Professor Chris Gorse
About Professor Chris Gorse
The building performance and sustainability research unit that Professor Gorse leads has amassed one of the most comprehensive sets of actual building thermal performance data in the UK. The work has informed government policy and regulation, is used extensively by industry and is now embedded in the work of the International Energy Agency's programme to inform whole building testing and performance measures.
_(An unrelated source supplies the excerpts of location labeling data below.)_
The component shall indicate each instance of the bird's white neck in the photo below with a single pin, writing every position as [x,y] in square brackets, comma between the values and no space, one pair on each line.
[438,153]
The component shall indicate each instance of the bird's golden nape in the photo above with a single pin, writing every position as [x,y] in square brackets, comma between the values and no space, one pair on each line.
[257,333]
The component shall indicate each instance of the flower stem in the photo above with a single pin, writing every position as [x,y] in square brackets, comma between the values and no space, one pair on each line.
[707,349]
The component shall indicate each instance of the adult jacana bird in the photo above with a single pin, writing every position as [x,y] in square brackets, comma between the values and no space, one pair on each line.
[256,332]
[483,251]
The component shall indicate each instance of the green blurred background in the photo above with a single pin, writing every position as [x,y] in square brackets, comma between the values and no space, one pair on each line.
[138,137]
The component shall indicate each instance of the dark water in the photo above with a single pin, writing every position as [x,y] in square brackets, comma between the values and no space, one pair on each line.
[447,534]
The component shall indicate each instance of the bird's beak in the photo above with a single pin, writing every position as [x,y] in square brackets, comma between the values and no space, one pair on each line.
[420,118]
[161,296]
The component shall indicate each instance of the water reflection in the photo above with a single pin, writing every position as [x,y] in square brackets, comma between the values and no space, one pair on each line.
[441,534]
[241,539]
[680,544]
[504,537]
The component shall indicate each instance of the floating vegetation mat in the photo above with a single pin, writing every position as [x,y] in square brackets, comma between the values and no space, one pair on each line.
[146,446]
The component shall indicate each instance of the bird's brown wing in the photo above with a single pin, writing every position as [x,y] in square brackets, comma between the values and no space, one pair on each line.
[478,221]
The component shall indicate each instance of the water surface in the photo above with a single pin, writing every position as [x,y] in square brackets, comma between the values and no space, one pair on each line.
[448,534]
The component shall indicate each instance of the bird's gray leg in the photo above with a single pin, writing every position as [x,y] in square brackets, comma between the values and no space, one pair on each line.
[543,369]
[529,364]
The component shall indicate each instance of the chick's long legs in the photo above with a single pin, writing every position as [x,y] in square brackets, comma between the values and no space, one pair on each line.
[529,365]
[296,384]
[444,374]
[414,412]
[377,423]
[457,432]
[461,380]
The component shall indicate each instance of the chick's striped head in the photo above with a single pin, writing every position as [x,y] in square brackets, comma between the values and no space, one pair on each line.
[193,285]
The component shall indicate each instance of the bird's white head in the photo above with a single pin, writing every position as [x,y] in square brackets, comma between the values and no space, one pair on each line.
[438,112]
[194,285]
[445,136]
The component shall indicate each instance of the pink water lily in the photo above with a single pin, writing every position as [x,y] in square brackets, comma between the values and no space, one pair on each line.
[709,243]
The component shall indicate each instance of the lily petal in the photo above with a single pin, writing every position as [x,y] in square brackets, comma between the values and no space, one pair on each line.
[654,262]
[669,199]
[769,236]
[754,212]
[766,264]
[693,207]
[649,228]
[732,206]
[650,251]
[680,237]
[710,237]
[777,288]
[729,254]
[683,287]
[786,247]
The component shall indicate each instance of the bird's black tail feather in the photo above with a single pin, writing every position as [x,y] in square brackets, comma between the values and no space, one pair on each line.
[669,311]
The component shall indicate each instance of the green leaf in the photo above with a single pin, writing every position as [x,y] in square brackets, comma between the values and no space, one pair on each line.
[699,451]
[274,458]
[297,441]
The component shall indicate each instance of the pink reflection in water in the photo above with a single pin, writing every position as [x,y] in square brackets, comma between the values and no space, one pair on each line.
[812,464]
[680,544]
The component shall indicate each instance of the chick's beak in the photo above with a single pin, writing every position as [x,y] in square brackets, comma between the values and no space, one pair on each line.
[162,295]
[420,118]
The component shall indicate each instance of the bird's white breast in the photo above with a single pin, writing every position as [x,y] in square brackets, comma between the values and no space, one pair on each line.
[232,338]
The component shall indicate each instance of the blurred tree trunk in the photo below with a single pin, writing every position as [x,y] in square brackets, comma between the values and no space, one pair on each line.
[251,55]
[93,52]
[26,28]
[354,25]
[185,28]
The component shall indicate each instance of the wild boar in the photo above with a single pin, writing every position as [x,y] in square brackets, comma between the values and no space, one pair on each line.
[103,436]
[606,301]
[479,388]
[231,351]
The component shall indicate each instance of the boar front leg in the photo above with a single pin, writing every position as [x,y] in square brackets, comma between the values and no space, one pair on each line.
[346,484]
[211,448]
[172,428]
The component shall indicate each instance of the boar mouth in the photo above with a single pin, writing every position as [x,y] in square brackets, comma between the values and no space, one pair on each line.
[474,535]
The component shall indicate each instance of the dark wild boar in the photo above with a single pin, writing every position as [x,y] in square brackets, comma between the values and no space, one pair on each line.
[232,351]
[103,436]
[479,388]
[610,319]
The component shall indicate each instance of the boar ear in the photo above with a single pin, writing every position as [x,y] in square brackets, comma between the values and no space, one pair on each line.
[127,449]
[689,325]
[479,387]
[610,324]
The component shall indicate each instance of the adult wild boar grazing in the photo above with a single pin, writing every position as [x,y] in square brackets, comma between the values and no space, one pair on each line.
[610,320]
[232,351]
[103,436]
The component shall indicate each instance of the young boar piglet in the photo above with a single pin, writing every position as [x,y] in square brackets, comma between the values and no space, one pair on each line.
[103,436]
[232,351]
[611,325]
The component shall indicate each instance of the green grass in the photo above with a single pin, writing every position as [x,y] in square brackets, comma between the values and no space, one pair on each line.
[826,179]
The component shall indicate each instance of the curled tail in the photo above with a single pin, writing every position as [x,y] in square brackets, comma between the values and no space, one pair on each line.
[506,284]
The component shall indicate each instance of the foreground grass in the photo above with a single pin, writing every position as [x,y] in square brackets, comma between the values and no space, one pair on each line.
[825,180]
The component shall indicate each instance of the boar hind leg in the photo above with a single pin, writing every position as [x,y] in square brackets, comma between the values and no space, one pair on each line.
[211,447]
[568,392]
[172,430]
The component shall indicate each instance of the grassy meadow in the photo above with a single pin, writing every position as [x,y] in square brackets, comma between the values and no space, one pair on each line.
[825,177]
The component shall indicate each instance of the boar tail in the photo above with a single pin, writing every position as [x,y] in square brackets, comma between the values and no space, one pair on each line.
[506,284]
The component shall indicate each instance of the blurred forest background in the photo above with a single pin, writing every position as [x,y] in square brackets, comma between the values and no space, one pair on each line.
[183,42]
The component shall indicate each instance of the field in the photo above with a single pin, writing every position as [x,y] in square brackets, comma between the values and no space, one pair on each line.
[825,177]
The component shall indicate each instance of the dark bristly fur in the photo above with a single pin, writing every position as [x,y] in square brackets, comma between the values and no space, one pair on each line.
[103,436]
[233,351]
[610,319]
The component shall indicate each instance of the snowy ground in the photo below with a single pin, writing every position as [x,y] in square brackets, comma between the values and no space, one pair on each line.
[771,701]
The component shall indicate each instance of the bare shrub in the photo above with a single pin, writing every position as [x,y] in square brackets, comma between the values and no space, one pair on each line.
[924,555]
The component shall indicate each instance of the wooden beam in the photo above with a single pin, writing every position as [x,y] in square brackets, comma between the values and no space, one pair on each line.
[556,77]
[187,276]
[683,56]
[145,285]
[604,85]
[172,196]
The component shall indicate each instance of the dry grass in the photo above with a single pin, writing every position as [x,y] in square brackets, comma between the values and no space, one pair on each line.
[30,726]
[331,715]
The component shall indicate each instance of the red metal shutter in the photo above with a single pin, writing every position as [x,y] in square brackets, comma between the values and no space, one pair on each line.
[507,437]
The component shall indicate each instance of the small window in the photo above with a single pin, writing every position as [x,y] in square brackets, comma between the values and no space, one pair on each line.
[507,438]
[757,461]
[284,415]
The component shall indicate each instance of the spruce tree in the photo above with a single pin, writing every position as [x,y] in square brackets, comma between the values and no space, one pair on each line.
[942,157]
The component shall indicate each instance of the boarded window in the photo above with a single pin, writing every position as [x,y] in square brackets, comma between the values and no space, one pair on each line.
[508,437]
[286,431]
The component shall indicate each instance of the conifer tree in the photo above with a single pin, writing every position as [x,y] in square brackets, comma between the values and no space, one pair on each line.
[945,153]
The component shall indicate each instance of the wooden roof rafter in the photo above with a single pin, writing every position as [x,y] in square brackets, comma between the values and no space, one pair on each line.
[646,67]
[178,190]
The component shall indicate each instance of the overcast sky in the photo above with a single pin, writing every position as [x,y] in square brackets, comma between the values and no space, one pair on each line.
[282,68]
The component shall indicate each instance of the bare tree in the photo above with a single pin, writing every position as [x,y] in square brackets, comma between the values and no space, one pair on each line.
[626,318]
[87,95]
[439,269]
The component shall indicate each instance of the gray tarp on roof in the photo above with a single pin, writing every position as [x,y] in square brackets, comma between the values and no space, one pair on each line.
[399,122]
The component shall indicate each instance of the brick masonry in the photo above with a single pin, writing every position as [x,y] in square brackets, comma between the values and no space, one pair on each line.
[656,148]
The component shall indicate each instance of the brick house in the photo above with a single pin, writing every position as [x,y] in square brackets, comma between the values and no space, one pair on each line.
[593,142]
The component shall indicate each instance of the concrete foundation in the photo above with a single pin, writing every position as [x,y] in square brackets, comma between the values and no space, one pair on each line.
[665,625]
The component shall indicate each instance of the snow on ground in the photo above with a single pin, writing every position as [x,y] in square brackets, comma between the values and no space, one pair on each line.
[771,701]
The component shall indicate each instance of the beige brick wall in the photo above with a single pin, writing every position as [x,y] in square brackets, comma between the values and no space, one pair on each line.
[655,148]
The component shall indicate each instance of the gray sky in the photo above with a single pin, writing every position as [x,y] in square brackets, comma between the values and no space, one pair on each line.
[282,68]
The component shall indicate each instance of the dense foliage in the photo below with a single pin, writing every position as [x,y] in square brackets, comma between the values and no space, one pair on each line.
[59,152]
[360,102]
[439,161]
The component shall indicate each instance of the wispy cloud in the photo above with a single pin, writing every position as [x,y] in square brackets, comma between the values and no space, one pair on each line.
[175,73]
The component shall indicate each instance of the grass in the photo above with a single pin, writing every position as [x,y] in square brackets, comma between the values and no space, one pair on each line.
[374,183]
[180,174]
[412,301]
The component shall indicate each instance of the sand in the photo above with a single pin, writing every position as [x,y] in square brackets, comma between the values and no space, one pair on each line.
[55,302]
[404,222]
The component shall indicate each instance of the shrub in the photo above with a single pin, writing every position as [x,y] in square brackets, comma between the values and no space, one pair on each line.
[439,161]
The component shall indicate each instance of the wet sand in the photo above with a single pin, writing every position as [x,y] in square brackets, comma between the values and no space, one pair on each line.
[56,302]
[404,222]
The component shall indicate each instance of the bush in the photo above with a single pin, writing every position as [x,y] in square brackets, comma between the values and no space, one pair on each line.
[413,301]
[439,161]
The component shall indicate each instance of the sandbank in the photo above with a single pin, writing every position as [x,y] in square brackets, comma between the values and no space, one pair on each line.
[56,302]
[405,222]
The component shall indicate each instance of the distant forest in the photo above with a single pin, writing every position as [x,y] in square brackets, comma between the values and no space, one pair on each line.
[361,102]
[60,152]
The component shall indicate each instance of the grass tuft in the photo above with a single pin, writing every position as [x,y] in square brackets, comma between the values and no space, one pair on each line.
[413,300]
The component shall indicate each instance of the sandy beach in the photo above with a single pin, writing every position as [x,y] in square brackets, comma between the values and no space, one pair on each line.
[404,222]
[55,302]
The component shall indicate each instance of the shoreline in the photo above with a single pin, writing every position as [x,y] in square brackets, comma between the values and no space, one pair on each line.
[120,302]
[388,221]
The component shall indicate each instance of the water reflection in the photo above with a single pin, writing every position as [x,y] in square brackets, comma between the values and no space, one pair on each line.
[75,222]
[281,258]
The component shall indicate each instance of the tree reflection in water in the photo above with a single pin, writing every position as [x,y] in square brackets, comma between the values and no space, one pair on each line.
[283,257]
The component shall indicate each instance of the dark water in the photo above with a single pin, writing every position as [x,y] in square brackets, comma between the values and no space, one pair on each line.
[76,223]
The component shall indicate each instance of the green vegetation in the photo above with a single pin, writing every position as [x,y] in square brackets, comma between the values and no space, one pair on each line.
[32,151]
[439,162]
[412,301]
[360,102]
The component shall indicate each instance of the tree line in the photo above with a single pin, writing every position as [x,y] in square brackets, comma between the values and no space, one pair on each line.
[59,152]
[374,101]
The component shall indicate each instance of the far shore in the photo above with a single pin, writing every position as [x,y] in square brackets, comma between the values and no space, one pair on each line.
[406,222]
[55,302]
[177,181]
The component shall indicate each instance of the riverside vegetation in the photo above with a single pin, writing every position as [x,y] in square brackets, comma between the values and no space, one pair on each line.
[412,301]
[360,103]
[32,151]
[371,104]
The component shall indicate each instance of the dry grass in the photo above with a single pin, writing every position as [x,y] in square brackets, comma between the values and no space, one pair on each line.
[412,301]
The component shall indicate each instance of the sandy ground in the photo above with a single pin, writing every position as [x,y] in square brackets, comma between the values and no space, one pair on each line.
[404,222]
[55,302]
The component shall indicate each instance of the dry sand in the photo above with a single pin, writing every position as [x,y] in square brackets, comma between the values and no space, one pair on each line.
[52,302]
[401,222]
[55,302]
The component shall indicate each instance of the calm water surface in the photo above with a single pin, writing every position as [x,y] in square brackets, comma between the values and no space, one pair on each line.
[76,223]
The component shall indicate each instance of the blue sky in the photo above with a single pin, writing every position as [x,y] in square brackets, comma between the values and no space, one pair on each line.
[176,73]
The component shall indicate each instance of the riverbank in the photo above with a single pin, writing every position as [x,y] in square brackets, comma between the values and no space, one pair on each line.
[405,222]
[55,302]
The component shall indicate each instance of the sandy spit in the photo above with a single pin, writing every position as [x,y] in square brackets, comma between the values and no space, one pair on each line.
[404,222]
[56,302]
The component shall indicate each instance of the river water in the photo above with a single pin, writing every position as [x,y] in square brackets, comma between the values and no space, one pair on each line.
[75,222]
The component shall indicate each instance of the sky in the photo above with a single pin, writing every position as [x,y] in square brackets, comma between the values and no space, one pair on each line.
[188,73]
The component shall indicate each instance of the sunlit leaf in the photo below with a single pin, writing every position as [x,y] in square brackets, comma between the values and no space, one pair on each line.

The research team has extensive knowledge and expertise in whole building performance tests in the field and laboratories, hygrorothermal and thermal modelling, building simulation, elemental building component testing, energy and behaviour monitoring. Work extends across domestic and industrial developments, refurbishment and retrofit projects and looks at the impact and effectiveness of interventions and changes. The efficiencies of building fabric, services and renewable energy technologies are a major focus of the group's work.
The more extensive work of the Sustainability Institute includes energy, waste, business and social governance, information and communication technology, corporate social responsibility, planning, ecology, process management and project management all engaged in reducing negative impact on the natural environment.
MPhil/ PhD / DEng in Building Performance, Sustainability, Construction Technology, Management, Refurbishment, Surveying, Themal Modelling, Energy Management, Waste Management and Recycling.
Professor Gorse leads a sub task group for the International Energy Agency, Annex 58, on whole scale building testing, working with over 30 international partners.
Work undertaken by the group that Professor Gorse leads has had direct impact on building regulations and government policy. Seminal pieces of work undertaken by the group that lead to the recognition of the performance gap and attention towards low energy housing include the Stamford Brook - funded by (CLG and partners) and Elmtree Mews (funded by Joseph Roundtree Foundation) and Temple Avenue (funded by Joseph Roundtree Foundation) http://www.leedsbeckett.ac.uk/as/cebe/
More recently Professor Gorse lead a major contract project funded by the Department of Energy and Climate Change to undertake research on the Core Cities Green Deal Go Early project. The work involved the intensive and extensive monitoring and evaluation of buildings that are benefiting from Green Deal and Eco funding in the Leeds area.
Working in partnership with Leeds City Council, housing associations and designers involved in the retrofit and refurbishment projects, the intensive monitoring will examine the performance of buildings prior to their upgrade and the benefits gained following the improvements. The performance of the building fabric and services will be monitored through a full season, as well as exploring how people behave and respond to the improved buildings. The project spanned over two years, with early performance tests taking place in the winter of 2013.
The work involved intensive monitoring and testing of different types of properties in order to better understand the buildings' performance and behaviour as a result of the thermal upgrades. The degree to which the buildings improve and the benefits gained will be examined in detail.
Changes to the characteristics of the building, in terms of thermal and hygrothermal behaviour will be investigated. As well as using the detailed methods to intensively test unoccupied buildings, forensic building surveying methods will be used to gather information on the performance of a larger sample of buildings. The methods will be used to determine the consistency of the thermal upgrade and to record and further study aspects that are inconsistent and require more detailed enquiry. The work makes an important contribution to retrofit and refurbishment work linked to the Green Deal and Eco funds.
The total value of the project is £439,000 comprising: monitoring and testing led by Professor Chris Gorse with co-investigators Dr Anne Stafford taking a lead on the testing and in-use monitoring with the energy behaviour component of the project led by Dr Fiona Fylan.
Other work packages within the DECC Green Deal Trial include:
- Field tests undertaken by Dominic Miles Shenton, David Farmer and David Johnston
- Hygrothermal and thermal modelling undertaken by Matthew Peat
- Forensic Building Surveying Melanie Smith
- In-use energy monitoring Martin Fletcher
The group's field research into the energy performance of domestic construction has changed the way dwellings are designed and built. Significant alterations to part L of the Building Regulation in 2002, 2006, 2010 and 2013 have been a direct result of the findings from the group's field work. Recognising that the party wall had a heat loss of 0.5 W/m2K and subsequently revising the Building Regulations to accommodates this, delivers a conservative estimate of 1.4 million tonnes of carbon saving from the UK alone. Other heat loss mechanisms have also been identified by the group and are resulting in change across the industry.
The research that Professor Gorse overseas as Head of the Centre for the Built Environment is extensive with projects undertaken for the TSB, BRE, DECC, English Heritage, Saint Gobain, Knauf Insulation, R3 Products, Joseph Rountree Foundation, Yorkshire Energy Partnership, R3 Products and many other organisations.